После возвращения из ГДР мне пришлось выполнять обязанности ученого секретаря Ученого совета отделения специальных исследований и одновременно обрабатывать и оформлять привезенные материалы в виде диссертации на соискание ученого звания кандидата геолого-минералогических наук по специальности «геохимические методы поисков урановых месторождений». Это было напряженное, но интересное время. Полученные результаты обработки анализов, особенно изотопно-свинцового, складывались в интересную работу. Пришла пора защиты в Всесоюзном геологическом институте (ВСЕГЕИ), отзывы на реферат и саму работу были положительные. К сожалению, главный оппонент, будущий заместитель директора Радиевого института, не явился на защиту, что привело к отправке моей работы к так называемому «черному рецензенту» и задержке получения диплома на год. В данном случае даже его отрицательное мнение на часть аналитики не привело бы к такой задержке – необходима была дискуссия, и он знал об этом. Несколько лет спустя на одном совещании мало знакомый московский геолог подошел ко мне и сказал, что он был этим «черным рецензентом» и весьма положительно оценил диссертацию.
Моим непосредственным руководителем был заведующий отделением специсследований ВИРГа Игорь Александрович Лучин, уже знакомый мне по «Висмуту». Это был прирожденный руководитель, умный, доброжелательный, пользовавшийся авторитетом в коллективе. Он умело находил правильный тон и с начальством Главка, и с подчиненными, что было непросто при его некоторой авторитарности, потому что в коллективе было немало выдающихся ученых с собственными идеями. Жаль, что он рано ушел из жизни, видимо, все же сказалась долгая работа на урановых рудниках.
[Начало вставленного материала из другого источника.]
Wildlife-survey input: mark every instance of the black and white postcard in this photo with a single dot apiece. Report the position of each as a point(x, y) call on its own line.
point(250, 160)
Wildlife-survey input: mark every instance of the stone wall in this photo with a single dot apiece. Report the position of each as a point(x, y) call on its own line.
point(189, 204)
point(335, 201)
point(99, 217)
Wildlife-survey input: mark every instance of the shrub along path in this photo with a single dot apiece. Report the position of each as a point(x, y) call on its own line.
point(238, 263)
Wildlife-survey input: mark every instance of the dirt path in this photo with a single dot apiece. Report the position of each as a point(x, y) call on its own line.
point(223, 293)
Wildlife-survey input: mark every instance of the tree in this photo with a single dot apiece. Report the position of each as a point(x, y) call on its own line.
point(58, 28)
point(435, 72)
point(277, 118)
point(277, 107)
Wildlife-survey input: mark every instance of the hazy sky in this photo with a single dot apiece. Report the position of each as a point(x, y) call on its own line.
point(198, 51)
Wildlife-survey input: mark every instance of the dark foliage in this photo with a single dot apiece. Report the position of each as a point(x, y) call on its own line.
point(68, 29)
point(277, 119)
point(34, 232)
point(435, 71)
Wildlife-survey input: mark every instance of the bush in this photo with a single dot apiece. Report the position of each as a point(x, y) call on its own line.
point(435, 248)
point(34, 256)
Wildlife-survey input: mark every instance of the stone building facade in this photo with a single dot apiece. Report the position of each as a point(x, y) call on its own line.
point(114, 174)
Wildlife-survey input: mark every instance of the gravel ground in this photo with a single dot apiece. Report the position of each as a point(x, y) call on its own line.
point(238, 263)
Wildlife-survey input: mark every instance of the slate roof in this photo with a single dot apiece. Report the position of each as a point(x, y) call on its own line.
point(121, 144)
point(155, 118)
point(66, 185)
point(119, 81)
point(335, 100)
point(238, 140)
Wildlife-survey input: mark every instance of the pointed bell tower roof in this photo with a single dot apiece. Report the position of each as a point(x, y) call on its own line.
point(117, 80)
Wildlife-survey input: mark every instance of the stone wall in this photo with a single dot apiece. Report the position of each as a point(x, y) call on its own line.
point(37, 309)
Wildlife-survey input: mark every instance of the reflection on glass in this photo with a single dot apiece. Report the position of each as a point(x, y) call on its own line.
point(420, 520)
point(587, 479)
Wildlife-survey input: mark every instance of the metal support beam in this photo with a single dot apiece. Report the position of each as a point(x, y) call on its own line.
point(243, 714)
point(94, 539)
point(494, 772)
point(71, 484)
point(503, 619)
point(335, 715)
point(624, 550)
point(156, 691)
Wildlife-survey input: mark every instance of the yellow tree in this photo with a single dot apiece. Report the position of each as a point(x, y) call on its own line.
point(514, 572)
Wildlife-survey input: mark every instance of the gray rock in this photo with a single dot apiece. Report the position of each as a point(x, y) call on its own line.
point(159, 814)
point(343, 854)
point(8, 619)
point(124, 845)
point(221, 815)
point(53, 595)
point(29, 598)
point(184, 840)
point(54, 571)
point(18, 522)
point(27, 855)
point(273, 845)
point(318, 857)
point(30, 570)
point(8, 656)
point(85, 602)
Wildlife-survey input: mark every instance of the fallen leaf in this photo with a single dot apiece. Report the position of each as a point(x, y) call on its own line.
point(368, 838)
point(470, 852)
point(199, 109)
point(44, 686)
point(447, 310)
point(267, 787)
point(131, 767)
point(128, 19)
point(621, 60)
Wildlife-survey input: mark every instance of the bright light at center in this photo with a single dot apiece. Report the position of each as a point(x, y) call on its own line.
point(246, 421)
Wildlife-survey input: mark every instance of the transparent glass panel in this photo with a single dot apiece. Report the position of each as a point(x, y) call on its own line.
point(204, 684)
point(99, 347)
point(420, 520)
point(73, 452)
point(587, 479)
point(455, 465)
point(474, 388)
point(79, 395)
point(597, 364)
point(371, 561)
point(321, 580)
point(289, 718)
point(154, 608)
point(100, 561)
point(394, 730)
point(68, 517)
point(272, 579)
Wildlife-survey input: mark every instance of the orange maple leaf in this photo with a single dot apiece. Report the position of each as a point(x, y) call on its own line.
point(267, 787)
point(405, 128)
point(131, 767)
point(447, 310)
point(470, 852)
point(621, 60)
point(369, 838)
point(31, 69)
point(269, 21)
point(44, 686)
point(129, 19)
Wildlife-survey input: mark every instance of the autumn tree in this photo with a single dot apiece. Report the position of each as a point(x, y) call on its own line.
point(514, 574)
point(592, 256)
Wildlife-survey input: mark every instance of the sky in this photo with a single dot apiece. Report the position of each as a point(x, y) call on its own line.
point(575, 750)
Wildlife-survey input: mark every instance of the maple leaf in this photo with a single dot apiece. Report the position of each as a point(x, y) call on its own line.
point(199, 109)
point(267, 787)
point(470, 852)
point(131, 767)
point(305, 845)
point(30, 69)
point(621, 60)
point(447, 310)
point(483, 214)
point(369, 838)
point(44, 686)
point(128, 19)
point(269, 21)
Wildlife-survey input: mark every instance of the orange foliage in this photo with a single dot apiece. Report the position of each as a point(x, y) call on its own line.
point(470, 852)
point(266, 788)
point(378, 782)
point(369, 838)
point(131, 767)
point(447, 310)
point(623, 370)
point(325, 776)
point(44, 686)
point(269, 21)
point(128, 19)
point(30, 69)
Интересными были работы по аэрозольной съемке в Кызылкумах, осложненные, правда, тяжелейшей аварией из-за неисправности тормозов ГАЗ-69. Спасавший нас казах не поверил глазам своим, что мы все живы. Оказалось, что на этом повороте уже было несколько аварий, но в живых не остался до нас ещё никто. Уже в Ленинграде оказалось, что у меня был перелом грудного позвонка. Пришлось долго лечиться грязевыми ваннами в Евпатории.
Постепенно в исследованиях ВИРГа стали большое значение приобретать экологические вопросы. Благодаря Владиславу Титову я оказался вовлеченным в радоновую проблему которая по настоящему увлекла меня. Приближались веяния перестройки, надо было не просто решать проблемы, но и искать экономическую базу существования – договора заинтересованных заказчиков. Владислав Константинович нашел элегантные и одновременно простые способы решения проблем картирования радоноопасных территорий, а также и отдельных помещений.[36]
’[37]-[38] Начались контакты со здравоохранными организациями. С этими решениями мы побывали в разных опасных по радону местах: Алма-Ате, Акчатау, Кировограде. Нас поразили высокие, в десятки раз превышающие допустимые, концентрации радона в некоторых домах Кировограда, под которым расположено урановое месторождение. Спрашиваешь в такой хибаре на окраине старика, где старуха – «умерла от рака». Все полученные данные мы передавали местным властям, дальше должны были заниматься органы здравоохранения.После перестройки мы пытались с российскими бизнесменами внедрить методику и аппаратуру в Чехословакии и Германии, побывав с измерениями в Праге, Яхимове, Фрайтале и других объектах. В Берлине мы с Владиславом Константиновичем были приглашены в Федеральное бюро по радиационной безопасности, где сделали доклад о методике скоростного картирования радоноопасных территорий и изучения радона в помещениях. Но конкуренты на Западе были не нужны, бывшие социалистические страны Чехословакия и Восточная Германия сами испытывали экономические трудности. Ничего экспрессного им было не надо, местные специалисты хотели обеспечить себя работой надолго.
Небольшие статьи по изучению радона в помещениях – это, пожалуй, единственные открытые публикации, десятки других по поискам урана в силу существовавшей тогда секретности до сих пор остаются недоступными.
В начале 1991 года Ира почувствовала сильные боли в области живота. Когда были сделаны необходимые анализы, оказался рак поджелудочной железы в последней стадии. И хотя я скрыл заключение врача, она чувствовала, что ее ожидает. Никакие попытки спасти – лучшие врачи тогда ещё Ленинграда, консультации в Израиле, операция на Пискаревке, обращения к экстрасенсам – не помогли. Мы остались одни. Она осталась навечно в нашей памяти и в названии уранового минерала иригинита, названного так по её имени и имени матери Гинды Юльевны Эпштейн, известного советского минералога, открывшей этот молибдат урана в районе Удоканского хребта и описавшей его в качестве первооткрывательницы в 1959 году.